Train, Score, and Report Actions

When thinking about how to take advantage of the actions mechanism, you might find it useful to think of a node's code as being analogous to a process flow, where your Train, Score, and Report code are separate nodes that are always at fixed relative positions.
Code Flow graphic
If you don't take advantage of actions, all of your code would be Train code, so that is your default. The question then becomes: what functionality can you remove from your Train code and put in Score or Report code in order to best take advantage of actions? A node's Train action is typically the most time consuming. Therefore, your objective is to separate your code so that user actions do not cause the Train action to be executed unnecessarily. Keep in mind that the actions mechanism has an impact only if at least one of the following is true:
  • a user runs the node and an input data set has changed
  • a user runs the node and the variables table has changed
  • a user runs the node and one of the node's properties has been changed. This can include changing the data in a registered file that has its Property attribute set to Y and its Action attribute set to either TRAIN, SCORE, or REPORT.
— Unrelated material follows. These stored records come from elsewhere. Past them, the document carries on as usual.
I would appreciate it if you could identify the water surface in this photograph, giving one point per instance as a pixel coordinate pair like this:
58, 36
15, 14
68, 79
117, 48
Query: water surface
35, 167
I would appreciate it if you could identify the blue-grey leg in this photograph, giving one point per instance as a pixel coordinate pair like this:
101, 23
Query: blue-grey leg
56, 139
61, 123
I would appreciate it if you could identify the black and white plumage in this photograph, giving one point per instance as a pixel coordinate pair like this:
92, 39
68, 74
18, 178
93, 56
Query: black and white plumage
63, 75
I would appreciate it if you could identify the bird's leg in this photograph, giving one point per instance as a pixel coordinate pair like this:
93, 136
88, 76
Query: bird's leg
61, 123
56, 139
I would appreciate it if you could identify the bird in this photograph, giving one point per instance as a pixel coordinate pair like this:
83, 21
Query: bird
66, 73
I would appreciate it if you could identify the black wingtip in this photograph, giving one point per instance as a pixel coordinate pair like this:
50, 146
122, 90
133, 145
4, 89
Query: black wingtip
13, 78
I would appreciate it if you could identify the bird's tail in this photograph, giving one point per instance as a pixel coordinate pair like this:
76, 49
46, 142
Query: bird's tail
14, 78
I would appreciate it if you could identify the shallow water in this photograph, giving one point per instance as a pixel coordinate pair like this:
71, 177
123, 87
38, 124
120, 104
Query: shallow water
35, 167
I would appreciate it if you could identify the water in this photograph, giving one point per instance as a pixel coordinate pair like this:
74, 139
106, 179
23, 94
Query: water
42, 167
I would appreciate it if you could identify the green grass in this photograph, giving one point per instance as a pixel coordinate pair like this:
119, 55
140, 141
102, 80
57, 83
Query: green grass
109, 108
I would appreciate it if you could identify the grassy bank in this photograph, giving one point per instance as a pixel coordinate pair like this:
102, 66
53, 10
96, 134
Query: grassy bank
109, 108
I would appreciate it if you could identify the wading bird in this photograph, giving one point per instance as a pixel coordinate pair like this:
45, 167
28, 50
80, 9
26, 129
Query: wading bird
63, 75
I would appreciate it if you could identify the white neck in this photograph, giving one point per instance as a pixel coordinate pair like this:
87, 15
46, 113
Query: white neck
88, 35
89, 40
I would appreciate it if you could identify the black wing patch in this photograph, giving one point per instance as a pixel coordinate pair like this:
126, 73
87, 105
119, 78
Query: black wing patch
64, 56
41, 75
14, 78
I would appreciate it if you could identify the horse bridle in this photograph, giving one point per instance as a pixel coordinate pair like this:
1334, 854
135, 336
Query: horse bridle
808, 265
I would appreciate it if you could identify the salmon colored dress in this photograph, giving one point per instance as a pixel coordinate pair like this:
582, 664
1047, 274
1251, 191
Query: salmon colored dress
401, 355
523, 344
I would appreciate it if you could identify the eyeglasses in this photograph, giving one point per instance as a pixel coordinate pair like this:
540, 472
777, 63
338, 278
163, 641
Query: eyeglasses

An extension node's program typically performs the following:
  • input processing
  • output processing
  • report processing
Input processing refers to processes like scanning the training data to fit statistical models, performing data transformations, generating descriptive statistics, and so on. This is typically the main function of a node. Input processing is almost always performed in the node's Train action. Output processing refers to processes that prepare the data that is passed to subsequent nodes in a process flow. Typically, this involves data scoring or modifying metadata. When possible, you include output processing in the Score action. However, some output processes induce feedback into an input process. Such output processes would, therefore, be performed in the Train action. For example, suppose your node generates a decision tree (input process). You then allow the user to modify the metadata (output process); in this case, suppose the user is allowed to manually reject input variables. In most situations like this, you would want to regenerate the tree (feedback). Finally, the input process often generates information that you want to report to the user. This information is typically reported in the form of tables or graphs. This reporting process rarely induces feedback into either the input or output processes and is typically performed in the node's Report action.